The Word Exchange
written by Alena Graedon
published by Doubleday
Why did I pick this book: I was pre-approved via NetGalley to review this book. (I received a copy of this book for review purposes.)
Did I enjoy this book: Not really.
I should probably preface my comments by admitting I’m not a huge fan of dystopian novels. Had I known this book was . . . oh gosh, not sure how to describe it . . . out there? I probably would’ve turned down the request to review.
So you won’t be surprised to learn I don’t like the story at all. Let me start with memes. They are like smartphones that do everything automatically making everyday thoughts and plans unnecessary. At least, that’s what I think they are.
I’m very pro-technology. My kindle is sitting next to me; my ear buds are plugged into my iphone while I type on my laptop. Yet I consider myself to be pretty extroverted. If you’re letting technology take over your life, stop it. It’s that simple. That’s why I couldn’t buy into the basic premise of this novel.
I’m not sure how to ease into this next paragraph so I’ll just come out and say, footnotes have no place in fiction. That’s a sentence I never imagined I’d have to write. But here it is. If I have to stop reading to look something up it kills the flow of the story; which BTW was painfully slow.
In the About the Author section it says, “ . . . her first novel, was completed with the help of fellowships at several artist colonies.” Despite my best efforts, I can’t figure out what that means. But if you’re considering writing a novel and a fellowship of artist colonies offers to help: run.
Would I recommend it: If you live in an artist colony, maybe. Everyone else, no.
About the book – from Goodreads: A dystopian novel for the digital age, The Word Exchange offers an inventive, suspenseful, and decidedly original vision of the dangers of technology and of the enduring power of the printed word.
In the not-so-distant future, the forecasted “death of print” has become a reality.

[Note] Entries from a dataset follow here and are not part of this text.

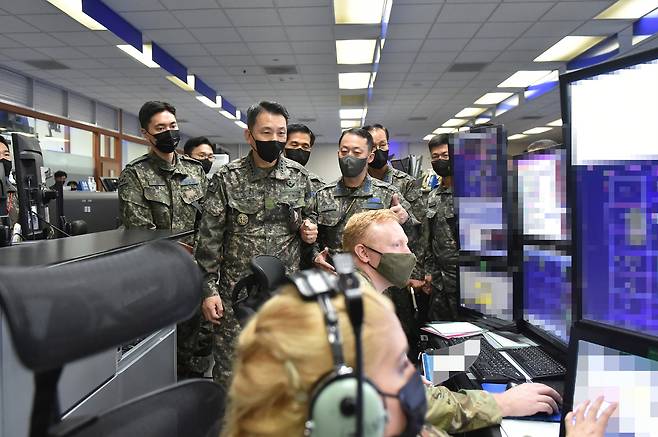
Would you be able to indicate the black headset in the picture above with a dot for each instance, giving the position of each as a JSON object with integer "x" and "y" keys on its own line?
{"x": 343, "y": 399}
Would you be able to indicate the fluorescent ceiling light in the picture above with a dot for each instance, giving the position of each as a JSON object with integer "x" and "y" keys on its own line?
{"x": 628, "y": 10}
{"x": 358, "y": 11}
{"x": 353, "y": 81}
{"x": 350, "y": 113}
{"x": 145, "y": 56}
{"x": 209, "y": 103}
{"x": 346, "y": 124}
{"x": 355, "y": 51}
{"x": 568, "y": 48}
{"x": 454, "y": 122}
{"x": 492, "y": 98}
{"x": 443, "y": 130}
{"x": 73, "y": 8}
{"x": 524, "y": 78}
{"x": 187, "y": 86}
{"x": 470, "y": 112}
{"x": 537, "y": 130}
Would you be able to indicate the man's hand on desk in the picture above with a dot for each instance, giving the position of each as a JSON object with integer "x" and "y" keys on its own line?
{"x": 528, "y": 399}
{"x": 212, "y": 309}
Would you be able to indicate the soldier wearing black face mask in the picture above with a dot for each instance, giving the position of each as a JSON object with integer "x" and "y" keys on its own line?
{"x": 165, "y": 190}
{"x": 439, "y": 237}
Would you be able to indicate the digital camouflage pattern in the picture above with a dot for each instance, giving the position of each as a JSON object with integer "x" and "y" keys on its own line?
{"x": 248, "y": 211}
{"x": 155, "y": 194}
{"x": 457, "y": 412}
{"x": 441, "y": 253}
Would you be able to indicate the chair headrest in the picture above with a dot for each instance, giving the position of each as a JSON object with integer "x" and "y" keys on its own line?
{"x": 62, "y": 313}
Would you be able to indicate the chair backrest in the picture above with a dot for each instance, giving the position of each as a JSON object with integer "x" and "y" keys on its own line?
{"x": 59, "y": 314}
{"x": 193, "y": 408}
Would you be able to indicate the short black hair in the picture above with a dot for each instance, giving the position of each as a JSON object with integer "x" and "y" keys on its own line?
{"x": 296, "y": 127}
{"x": 372, "y": 127}
{"x": 149, "y": 109}
{"x": 360, "y": 132}
{"x": 195, "y": 142}
{"x": 271, "y": 107}
{"x": 438, "y": 140}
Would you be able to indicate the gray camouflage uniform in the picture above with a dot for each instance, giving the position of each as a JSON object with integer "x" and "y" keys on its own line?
{"x": 248, "y": 211}
{"x": 155, "y": 194}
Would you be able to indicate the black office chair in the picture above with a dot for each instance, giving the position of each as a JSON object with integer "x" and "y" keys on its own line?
{"x": 268, "y": 274}
{"x": 60, "y": 314}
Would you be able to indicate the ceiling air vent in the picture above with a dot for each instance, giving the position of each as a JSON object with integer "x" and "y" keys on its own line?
{"x": 280, "y": 69}
{"x": 467, "y": 67}
{"x": 47, "y": 64}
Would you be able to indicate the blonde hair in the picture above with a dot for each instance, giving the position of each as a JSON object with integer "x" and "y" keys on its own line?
{"x": 282, "y": 353}
{"x": 357, "y": 229}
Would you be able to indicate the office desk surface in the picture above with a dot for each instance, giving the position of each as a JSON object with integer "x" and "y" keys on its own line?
{"x": 62, "y": 250}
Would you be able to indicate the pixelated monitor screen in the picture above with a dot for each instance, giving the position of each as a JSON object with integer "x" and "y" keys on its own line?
{"x": 541, "y": 185}
{"x": 547, "y": 290}
{"x": 478, "y": 182}
{"x": 616, "y": 196}
{"x": 630, "y": 380}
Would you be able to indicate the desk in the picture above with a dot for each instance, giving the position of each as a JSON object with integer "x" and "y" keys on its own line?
{"x": 95, "y": 383}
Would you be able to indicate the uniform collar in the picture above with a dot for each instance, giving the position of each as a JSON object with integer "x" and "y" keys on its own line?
{"x": 280, "y": 170}
{"x": 364, "y": 190}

Bookstores, libraries, newspapers, and magazines are things of the past, and we spend our time glued to handheld devices called Memes that not only keep us in constant communication but also have become so intuitive that they hail us cabs before we leave our offices, order takeout at the first growl of a hungry stomach, and even create and sell language itself in a marketplace called the Word Exchange.
Anana Johnson works with her father, Doug, at the North American Dictionary of the English Language (NADEL), where Doug is hard at work on the last edition that will ever be printed. Doug is a staunchly anti-Meme, anti-tech intellectual who fondly remembers the days when people used email (everything now is text or videoconference) to communicate—or even actually spoke to one another, for that matter. One evening, Doug disappears from the NADEL offices, leaving a single written clue: ALICE. It’s a code word he devised to signal if he ever fell into harm’s way. And thus begins Anana’s journey down the proverbial rabbit hole . . .
Joined by Bart, her bookish NADEL colleague, Anana’s search for Doug will take her into dark basements and subterranean passageways; the stacks and reading rooms of the Mercantile Library; and secret meetings of the underground resistance, the Diachronic Society. As Anana penetrates the mystery of her father’s disappearance and a pandemic of decaying language called “word flu” spreads, The Word Exchangebecomes a cautionary tale that is at once a technological thriller and a meditation on the high cultural costs of digital technology.